Esses preços são devidos à pressão turística, concentração de emprego, investimento e demanda nas áreas acima mencionadas.
Em contraste, o interior do país ainda oferece as opções mais acessíveis para quem quer comprar um imóvel. Os exemplos incluem Castelo Branco, o distrito mais econômico, com um preço médio de €89.000, seguido pela Guarda (€100.000), Ilha da Graciosa (€110.000), Bragança (€115.000) e Portalegre (€120.000).

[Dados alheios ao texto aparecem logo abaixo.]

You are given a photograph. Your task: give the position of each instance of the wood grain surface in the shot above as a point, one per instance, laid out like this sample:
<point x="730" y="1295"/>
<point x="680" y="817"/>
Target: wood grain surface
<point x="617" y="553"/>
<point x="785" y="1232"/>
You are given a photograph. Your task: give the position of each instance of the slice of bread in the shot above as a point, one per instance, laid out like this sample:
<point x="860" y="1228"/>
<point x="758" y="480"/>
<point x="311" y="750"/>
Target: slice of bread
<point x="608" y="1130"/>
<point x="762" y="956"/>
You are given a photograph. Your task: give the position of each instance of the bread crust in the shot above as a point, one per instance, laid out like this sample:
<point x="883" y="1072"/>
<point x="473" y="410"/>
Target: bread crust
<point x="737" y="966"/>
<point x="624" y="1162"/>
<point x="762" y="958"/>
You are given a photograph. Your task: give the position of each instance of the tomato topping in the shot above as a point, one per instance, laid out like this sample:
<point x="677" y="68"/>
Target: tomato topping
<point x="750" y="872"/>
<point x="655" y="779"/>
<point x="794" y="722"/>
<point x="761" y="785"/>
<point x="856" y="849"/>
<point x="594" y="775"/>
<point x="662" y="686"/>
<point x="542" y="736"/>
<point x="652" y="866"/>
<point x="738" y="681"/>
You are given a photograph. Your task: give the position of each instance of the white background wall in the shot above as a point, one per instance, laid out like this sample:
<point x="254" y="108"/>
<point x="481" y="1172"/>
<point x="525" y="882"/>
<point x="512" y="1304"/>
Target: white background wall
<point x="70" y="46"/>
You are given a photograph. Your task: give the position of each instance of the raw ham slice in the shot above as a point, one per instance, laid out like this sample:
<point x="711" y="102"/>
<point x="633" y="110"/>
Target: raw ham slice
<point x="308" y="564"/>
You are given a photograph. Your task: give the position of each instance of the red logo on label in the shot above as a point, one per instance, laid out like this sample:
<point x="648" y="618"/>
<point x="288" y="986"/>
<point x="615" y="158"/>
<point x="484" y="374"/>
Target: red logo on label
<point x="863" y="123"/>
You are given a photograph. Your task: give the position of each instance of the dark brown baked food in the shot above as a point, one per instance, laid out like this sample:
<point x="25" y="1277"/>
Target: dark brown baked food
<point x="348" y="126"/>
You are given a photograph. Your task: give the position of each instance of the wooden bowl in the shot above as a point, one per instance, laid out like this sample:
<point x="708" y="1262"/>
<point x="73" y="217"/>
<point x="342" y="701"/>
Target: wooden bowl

Nas áreas do interior, os preços estão até 79 por cento abaixo da média nacional, indicando um mercado mais local com menor demanda
A discrepância de preços indica um desequilíbrio contínuo entre o interior e o litoral e, de acordo com o comunicado, ressalta que a localização continua sendo um fator chave na determinação dos preços da habitação em todo o país.
Para Sylvia Bozzo, gerente de marketing da Imovirtual, “os dados mostram que a localização continua sendo um fator determinante no acesso à moradia.
Grandes áreas urbanas e territórios com forte apelo turístico geram preços mais altos, enquanto as áreas do interior oferecem preços mais acessíveis.
No entanto, é importante enfatizar que, mesmo nos distritos mais econômicos, comprar uma casa continua sendo um desafio para muitos portugueses, especialmente quando se considera o contexto econômico atual e a renda disponível das famílias.”